It Had to Be You by Georgia Clark

It Had to Be You by Georgia Clark

Author:Georgia Clark
Language: eng
Format: epub
Publisher: Atria/Emily Bestler Books
Published: 2021-05-04T00:00:00+00:00


38

Darlene accepted a warm hug from Imogene and a Don’t wrinkle my outfit air-hug from his mother, Catherine. She shook hands with Zach’s father, Mark, and was introduced to their house manager, Debra, a brisk, friendly woman in her forties, who looked Indian or Caribbean. They exchanged a smile and small nod of recognition. Darlene was relieved not to be the only nonwhite person in a fifty-mile radius, even though Debra, despite working on a laptop and not serving drinks, was still technically staff. It was hard not to think of Get Out. When Debra disappeared into a study to work from one of the comfortable leather chairs, Darlene stopped herself cracking a joke about the Sunken Place.

“I thought we’d start with a little tipple on the patio,” Catherine said, resplendent in a red silk wrap dress and fresh round of Botox. “Just something casual.”

It was neither little nor casual. The patio was the size of a ship, looking out over a spangled Olympic-size pool and acres of immaculately landscaped green. Catherine handed Darlene a rum-based cocktail she needed two hands to wrangle.

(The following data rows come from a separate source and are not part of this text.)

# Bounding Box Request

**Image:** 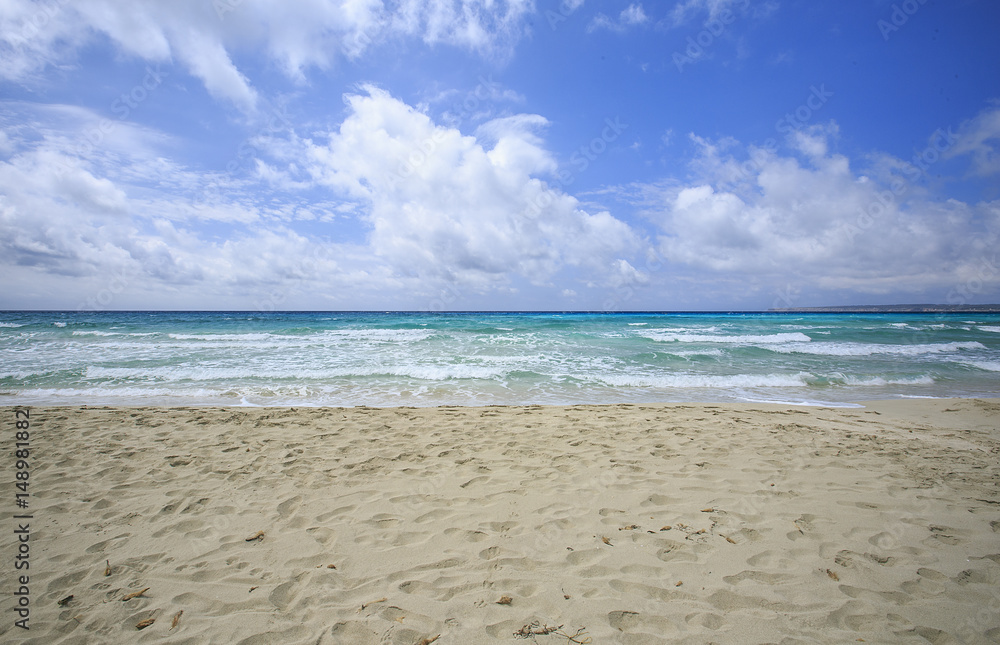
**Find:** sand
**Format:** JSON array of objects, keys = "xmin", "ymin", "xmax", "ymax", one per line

[{"xmin": 0, "ymin": 400, "xmax": 1000, "ymax": 645}]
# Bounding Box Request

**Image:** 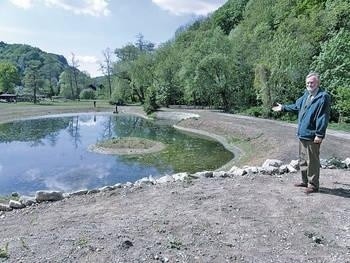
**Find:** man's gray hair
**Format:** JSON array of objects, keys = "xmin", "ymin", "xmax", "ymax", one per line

[{"xmin": 306, "ymin": 72, "xmax": 320, "ymax": 82}]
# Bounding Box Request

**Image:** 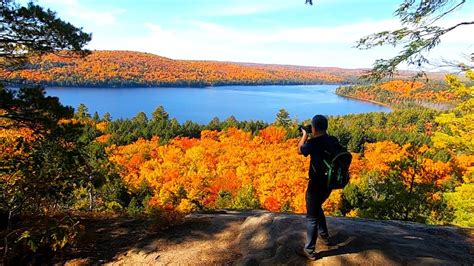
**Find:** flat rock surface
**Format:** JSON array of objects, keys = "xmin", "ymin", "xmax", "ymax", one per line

[{"xmin": 63, "ymin": 211, "xmax": 474, "ymax": 265}]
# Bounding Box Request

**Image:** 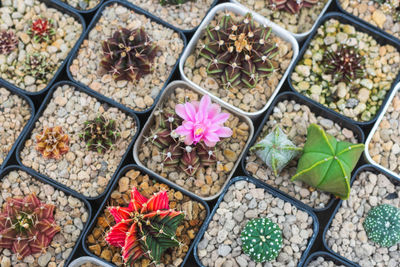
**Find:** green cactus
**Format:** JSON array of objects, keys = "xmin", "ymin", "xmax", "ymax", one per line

[
  {"xmin": 291, "ymin": 124, "xmax": 364, "ymax": 199},
  {"xmin": 250, "ymin": 127, "xmax": 302, "ymax": 176},
  {"xmin": 240, "ymin": 218, "xmax": 283, "ymax": 262},
  {"xmin": 363, "ymin": 204, "xmax": 400, "ymax": 247}
]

Zach requested a seltzer. His mother looked shocked. “Zach, you’re not drinking?” She said this in the same way one might exclaim, Zach, you can fly?!

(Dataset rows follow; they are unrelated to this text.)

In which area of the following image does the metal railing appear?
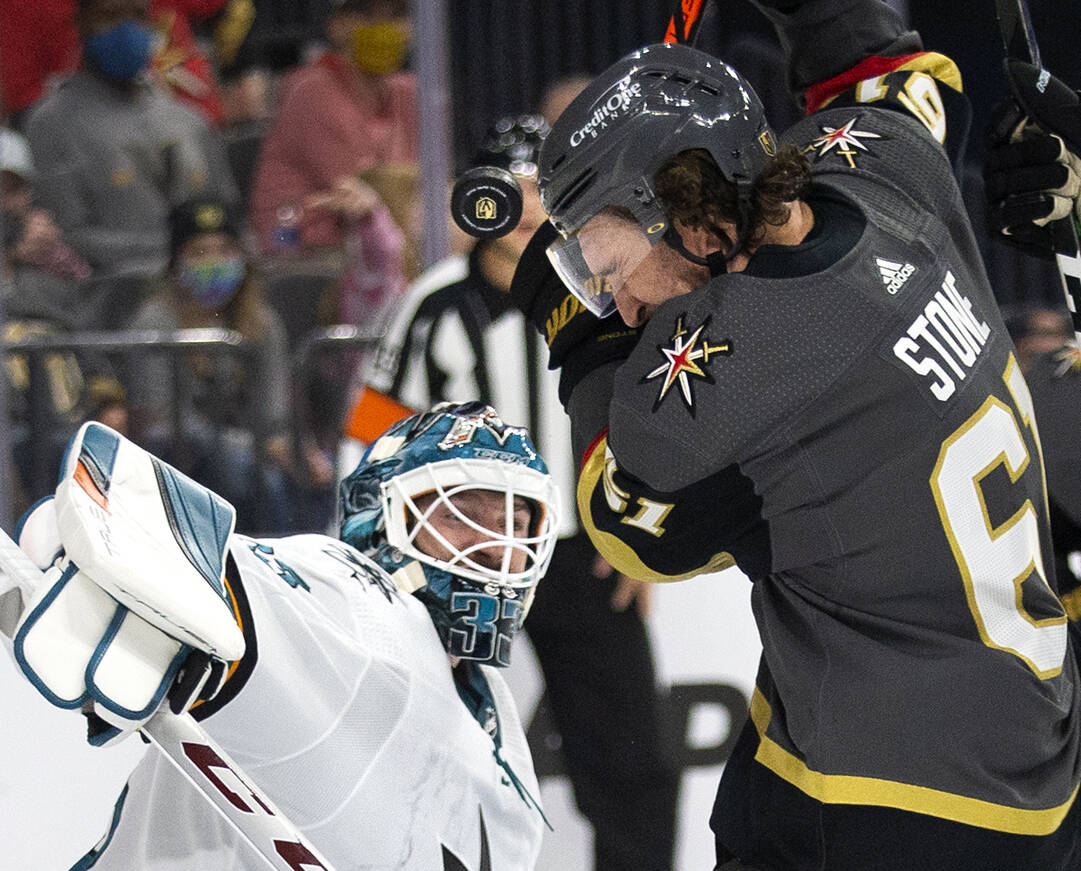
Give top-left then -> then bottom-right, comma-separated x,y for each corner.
3,329 -> 266,518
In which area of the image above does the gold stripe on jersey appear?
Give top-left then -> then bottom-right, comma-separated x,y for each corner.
750,687 -> 1078,835
576,436 -> 736,582
1058,587 -> 1081,621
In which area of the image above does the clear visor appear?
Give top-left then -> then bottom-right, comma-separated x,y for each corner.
548,206 -> 667,318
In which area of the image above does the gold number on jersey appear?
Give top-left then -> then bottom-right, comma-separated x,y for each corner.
619,496 -> 675,538
931,357 -> 1066,679
603,445 -> 675,538
897,72 -> 946,143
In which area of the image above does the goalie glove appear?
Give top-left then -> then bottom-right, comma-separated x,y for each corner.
14,424 -> 244,746
984,61 -> 1081,256
510,220 -> 639,408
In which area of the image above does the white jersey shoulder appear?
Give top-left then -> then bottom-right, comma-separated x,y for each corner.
79,535 -> 544,871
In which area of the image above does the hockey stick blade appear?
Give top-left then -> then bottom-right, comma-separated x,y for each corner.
0,530 -> 334,871
995,0 -> 1043,67
665,0 -> 707,45
995,0 -> 1081,347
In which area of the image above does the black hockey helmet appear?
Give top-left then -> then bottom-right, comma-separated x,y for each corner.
538,43 -> 775,317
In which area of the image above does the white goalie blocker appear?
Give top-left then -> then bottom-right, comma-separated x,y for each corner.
0,423 -> 333,871
14,423 -> 244,742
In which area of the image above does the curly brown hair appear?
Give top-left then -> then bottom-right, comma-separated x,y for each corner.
653,145 -> 811,244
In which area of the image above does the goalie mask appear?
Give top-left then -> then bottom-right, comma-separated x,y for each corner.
538,43 -> 775,318
341,402 -> 558,666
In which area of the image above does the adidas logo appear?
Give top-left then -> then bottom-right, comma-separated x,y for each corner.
875,257 -> 916,294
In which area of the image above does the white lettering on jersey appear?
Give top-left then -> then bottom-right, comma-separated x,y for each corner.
893,270 -> 991,402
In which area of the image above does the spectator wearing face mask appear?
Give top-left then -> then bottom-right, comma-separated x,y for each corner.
26,0 -> 236,296
129,196 -> 318,532
251,0 -> 418,272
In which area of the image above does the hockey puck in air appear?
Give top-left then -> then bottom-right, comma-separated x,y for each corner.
451,166 -> 522,239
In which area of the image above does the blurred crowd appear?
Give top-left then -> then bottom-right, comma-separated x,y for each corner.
0,0 -> 438,532
0,0 -> 1076,544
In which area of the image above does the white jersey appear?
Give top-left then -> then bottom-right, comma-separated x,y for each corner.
78,535 -> 544,871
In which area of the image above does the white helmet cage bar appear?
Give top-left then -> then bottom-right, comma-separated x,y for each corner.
381,457 -> 559,593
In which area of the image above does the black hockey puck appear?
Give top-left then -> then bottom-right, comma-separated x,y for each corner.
451,166 -> 522,239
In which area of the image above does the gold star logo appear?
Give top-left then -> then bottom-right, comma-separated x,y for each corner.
803,118 -> 882,168
642,317 -> 732,417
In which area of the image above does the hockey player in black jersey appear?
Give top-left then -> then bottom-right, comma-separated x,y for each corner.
511,0 -> 1081,871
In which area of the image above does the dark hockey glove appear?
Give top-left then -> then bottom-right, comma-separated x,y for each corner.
984,61 -> 1081,257
510,222 -> 639,406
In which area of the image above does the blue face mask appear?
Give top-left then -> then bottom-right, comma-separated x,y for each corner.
83,18 -> 154,82
176,257 -> 248,309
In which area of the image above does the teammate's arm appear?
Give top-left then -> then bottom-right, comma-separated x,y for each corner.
756,0 -> 972,165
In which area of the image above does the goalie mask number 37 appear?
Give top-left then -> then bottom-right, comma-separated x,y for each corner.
342,403 -> 558,666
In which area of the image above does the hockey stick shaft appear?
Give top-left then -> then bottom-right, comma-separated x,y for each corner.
995,0 -> 1081,346
0,530 -> 333,871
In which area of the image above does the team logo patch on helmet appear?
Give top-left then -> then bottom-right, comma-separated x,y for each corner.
640,314 -> 732,417
803,116 -> 883,169
438,407 -> 536,463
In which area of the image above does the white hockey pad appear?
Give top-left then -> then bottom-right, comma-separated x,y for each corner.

Zach explained he was driving, laying a hand on Darlene’s knee. The sensation zipped up her spine with such hot, unexpected electricity, she twitched. Reading this as reproach, Zach removed his hand.

“Why didn’t you get a driver?” Mark asked. Casually, Zach’s dad was in a three-piece suit, and shoes a crocodile had casually sacrificed its life for. “Don’t you usually get a driver?”

“Don’t you get it?” Imogene sipped her cocktail, her blue eyes flashing. “They wanted to be alone.”

“Oh,” Zach’s parents said. They exchanged a slightly mystified look. Unclear whether it was because of Zach’s sobriety, or that Darlene would want to be alone with their son.

The conversation moved on to Imogene and Mina’s upcoming wedding, an event Darlene was expected to attend with the family. On one hand, she felt guilty. The Livingstones were investing in her emotionally, and she was lying to them. But another, less noble part of herself was looking forward to it. Not just because she’d be attending a wedding with Zach that they wouldn’t have to work at. Because she’d be attending a wedding with Zach.

It was odd witnessing Zach at home with his family. Darlene was used to him being the life of the party, which was sometimes fun and sometimes annoying, but here Zach was muted. Perhaps he saw entertaining people as work. He wasn’t working now. He and Imogene seemed like partners in surviving two dramatic narcissists, in a place where expectations were so impossibly high he wasn’t even bothering to please them with a performance. And the irony was Zach’s parents still treated him like a clown.

Zach-as-annoying-idiot was a role he’d written for himself and played with aplomb ever since Darlene met him. But it had become less circumstantial, based on fact, and more institutional, based on assumption.